The polyzyme study demonstrated that TMCs can be used as bioorthogonal “nanofactories” to generate antibiotics in situ. In related research, 2 nm gold core nanoparticle-based bioorthogonal catalysts (nanozymes) were developed that can turn catalysis on and off using temperature control.[14] Similar to polyzymes, these nanozymes use hydrophobic interactions to encapsulate iron porphyrin, and positively-charged surfaces to penetrate biofilms (Figure 2b Thermoresponsive nanozyme). Encapsulated porphyrin catalysts are confined to the limited space provided by the hydrophobic region of small molecules, leading to aggregation of the porphyrin catalyst in the range of 25 to 37°C, with the deaggregation temperature controlled by catalyst loading. With these nanozymes, aggregation of porphyrins prevents prodrugs from approaching catalytic sites, “turning off” nanozyme activity. When the temperature is increased, however, aggregated porphyrins dissociate and are “turned on,” allowing prodrugs access to the catalytic sites and to be converted to the corresponding antibiotic in situ. This approach reduced Escherichia coli biofilm viability to ~10% at 37°C, whereas biofilms showed negligible differences in viability at 25°C. Notably, this temperature-controlled behavior is reversible, providing access to more precise temporal control for antimicrobial therapy.

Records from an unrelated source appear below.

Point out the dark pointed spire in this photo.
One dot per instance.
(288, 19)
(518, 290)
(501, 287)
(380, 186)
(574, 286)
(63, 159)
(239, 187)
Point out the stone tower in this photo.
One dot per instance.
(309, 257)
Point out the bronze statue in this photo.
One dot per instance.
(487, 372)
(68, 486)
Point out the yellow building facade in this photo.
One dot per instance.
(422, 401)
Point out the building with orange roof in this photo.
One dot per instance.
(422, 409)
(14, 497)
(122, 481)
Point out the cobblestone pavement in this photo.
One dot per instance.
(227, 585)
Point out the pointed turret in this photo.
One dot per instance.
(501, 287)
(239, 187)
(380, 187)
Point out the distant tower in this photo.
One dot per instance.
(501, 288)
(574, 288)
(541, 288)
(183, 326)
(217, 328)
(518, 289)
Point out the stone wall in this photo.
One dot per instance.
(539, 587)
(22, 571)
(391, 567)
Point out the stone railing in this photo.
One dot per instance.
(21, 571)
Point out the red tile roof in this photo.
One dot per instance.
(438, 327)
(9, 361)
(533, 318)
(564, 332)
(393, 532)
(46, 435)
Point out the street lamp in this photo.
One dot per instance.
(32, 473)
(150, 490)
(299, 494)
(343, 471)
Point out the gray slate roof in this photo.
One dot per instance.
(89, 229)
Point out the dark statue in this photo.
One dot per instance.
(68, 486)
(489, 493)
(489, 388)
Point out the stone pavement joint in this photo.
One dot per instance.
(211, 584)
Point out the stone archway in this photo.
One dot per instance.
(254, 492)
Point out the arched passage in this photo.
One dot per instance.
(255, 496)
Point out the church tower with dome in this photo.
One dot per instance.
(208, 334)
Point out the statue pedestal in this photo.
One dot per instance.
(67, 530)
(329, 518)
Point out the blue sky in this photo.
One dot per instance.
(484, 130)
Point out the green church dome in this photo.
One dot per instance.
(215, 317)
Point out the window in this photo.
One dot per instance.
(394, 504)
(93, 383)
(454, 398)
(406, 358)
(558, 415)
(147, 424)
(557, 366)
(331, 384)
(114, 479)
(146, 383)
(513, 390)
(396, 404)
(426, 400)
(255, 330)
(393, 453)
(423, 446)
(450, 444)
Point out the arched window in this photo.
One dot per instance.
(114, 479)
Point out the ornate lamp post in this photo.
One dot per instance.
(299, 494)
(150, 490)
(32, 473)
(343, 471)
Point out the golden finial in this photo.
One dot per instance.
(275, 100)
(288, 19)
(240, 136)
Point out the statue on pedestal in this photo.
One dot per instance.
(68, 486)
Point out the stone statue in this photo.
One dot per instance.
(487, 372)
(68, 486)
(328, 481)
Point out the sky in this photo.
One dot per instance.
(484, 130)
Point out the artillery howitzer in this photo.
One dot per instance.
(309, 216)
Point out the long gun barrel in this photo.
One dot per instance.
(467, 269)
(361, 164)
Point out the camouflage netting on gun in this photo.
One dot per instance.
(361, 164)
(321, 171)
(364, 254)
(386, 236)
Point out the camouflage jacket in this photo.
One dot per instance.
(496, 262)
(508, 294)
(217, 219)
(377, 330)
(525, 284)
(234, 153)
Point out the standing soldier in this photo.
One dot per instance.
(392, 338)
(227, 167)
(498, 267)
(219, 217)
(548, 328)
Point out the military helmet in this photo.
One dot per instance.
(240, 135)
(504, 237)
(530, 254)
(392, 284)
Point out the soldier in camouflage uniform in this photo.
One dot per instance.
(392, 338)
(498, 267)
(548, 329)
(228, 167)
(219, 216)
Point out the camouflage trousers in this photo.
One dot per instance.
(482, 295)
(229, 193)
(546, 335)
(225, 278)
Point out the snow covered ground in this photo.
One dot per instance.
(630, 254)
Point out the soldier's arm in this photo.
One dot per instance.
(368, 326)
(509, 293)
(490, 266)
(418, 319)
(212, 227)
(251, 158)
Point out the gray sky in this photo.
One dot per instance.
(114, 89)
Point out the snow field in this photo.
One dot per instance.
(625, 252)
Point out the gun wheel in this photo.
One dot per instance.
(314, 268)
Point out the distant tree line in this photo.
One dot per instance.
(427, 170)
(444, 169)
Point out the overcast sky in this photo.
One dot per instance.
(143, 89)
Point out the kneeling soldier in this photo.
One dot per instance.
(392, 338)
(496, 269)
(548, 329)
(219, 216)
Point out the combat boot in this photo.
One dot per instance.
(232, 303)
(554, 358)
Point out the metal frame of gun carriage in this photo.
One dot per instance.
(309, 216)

Taken together, bioorthogonal activation of prodrugs using polyzymes and/or nanozymes provides a versatile tool for combatting chronic bacterial infections. The ability of these systems to generate antibiotics at infection sites has the potential to increase efficiency of bacterial killing while reducing off-target effects. Realizing these goals, however, will require efficient localization of polyzymes/nanozymes to infection sites, either through topical administration or via targeting strategies.[15] Finally, the promise shown by bioorthogonal antimicrobial strategies in vitro will need to be validated in vivo prior to clinical translation.[16]